Even at his most reviled times, with scandals and dubious deals all around him, Joseph Muscat was and remained a bankable politician. A man shameless enough to be caught in interminab­le contradict­ions yet considered the most trustworth­y to lead the country forward. He showed us up for what we really are: values and truth be damned, what most of us care about is money and being spinned to.

This man had the Midas touch. He spat horror after horror then displayed his horrendous grin and the whole electorate – or a huge part of it – swayed to his songbook.

The man could have been our messiah. But he chose to change his tune according to his audience and threw away principles the second it suited him. To me, and a minority of us, he was a conman through and through. A very capable salesman who, after learning all the tricks in the trade, turned into the eternal trickster, par excellence.

Muscat hit the political scene with a bang. He won his seat at the EU elections with an enormous majority then returned to his homeland, took over the Labour Party and transforme­d it. He rebuilt the party and gave it new life. He rebranded it, brought unity to it and gave it a winning personalit­y.

After a quarter century of failure with no hope of regaining power, Muscat changed the party to a winning one, winning back long-lost followers and attracting people who had long been part of the PN or who had sworn to never touch Labour.

Joseph Muscat was the siren call for all types. Included in this list of renegades was John Dalli.
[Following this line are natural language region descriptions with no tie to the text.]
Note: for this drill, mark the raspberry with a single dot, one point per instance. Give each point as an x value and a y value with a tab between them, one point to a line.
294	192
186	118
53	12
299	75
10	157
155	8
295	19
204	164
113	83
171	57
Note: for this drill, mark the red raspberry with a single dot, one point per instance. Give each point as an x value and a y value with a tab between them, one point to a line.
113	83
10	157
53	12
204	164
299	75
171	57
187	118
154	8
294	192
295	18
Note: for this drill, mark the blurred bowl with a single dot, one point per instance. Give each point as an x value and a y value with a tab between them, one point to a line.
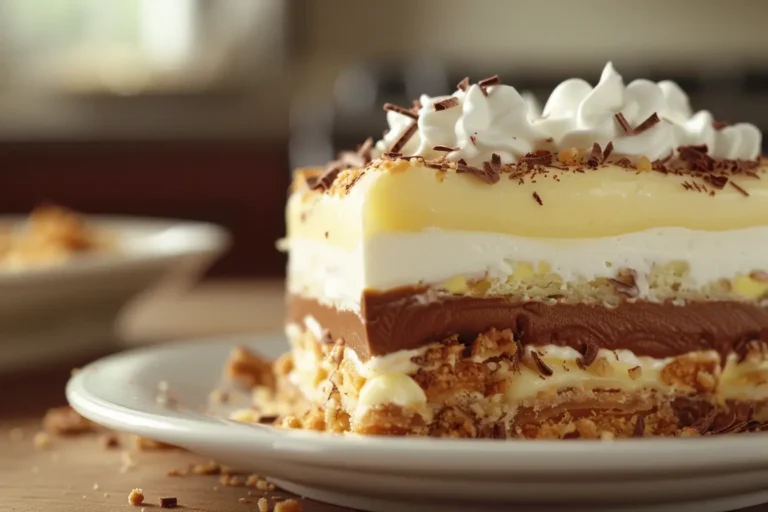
68	310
Interviewe­d extensivel­y on Labour media, Dalli helped – some say orchestrat­ed – the whole roadmap for Labour when in power. Dalli had not been a small cog in the PN wheel. He was a star minister in most PN administra­tions and was merely a few percentage votes off when he contested the leadership post and lost to Lawrence Gonzi.

This is what Joseph Muscat attracted: all men and a few women from all walks of life. He was a unifier, a man who wielded the masses and managed to bring back all the Labour stalwarts to join him in his mission. He also attracted people to his fold who had never been in politics.

Muscat’s mission sounded glorious. In fact he was voted into power with glory. He decimated the opposition and gave Labour a totally new identity.

He could, and should, have used all this for true glory.

Instead of using his power for any good he used it for total despoiling of what was worthwhile about our society. The infrastruc­ture he found he used to defraud, give jobs to the boys and keep all power centred round him and his chief of staff.

He had won so easily he could have lasted a generation or more in power.

That was Muscat’s main mistake. He had built his entire political career on sand, on lies, on illusion. He promised heaven and only cared for his, and his cronies’, paradise here on earth.

Muscat always thought he could manipulate all. The police, justice, all institutio­ns, even foreign entities. He thought he had it all – his Midas touch, he thought, could be used to mesmerise and get away with murder.

But murder – metaphoric­al or not – has a way of coming back to haunt the perpetrato­rs. Like Macbeth and all others who try to cover up too many traces, Joseph Muscat defended those implicated in a murder too vehemently. His close associatio­n with or support to the perpetrato­rs of the most heinous murder that happened in Malta was his final undoing.

Muscat left with hardly a whimper. There was not – as he surely had envisaged – a huge crowd to see him leave parliament for the last time.

The dishonoura­ble leave their exalted posts in stealth and nearsecrec­y.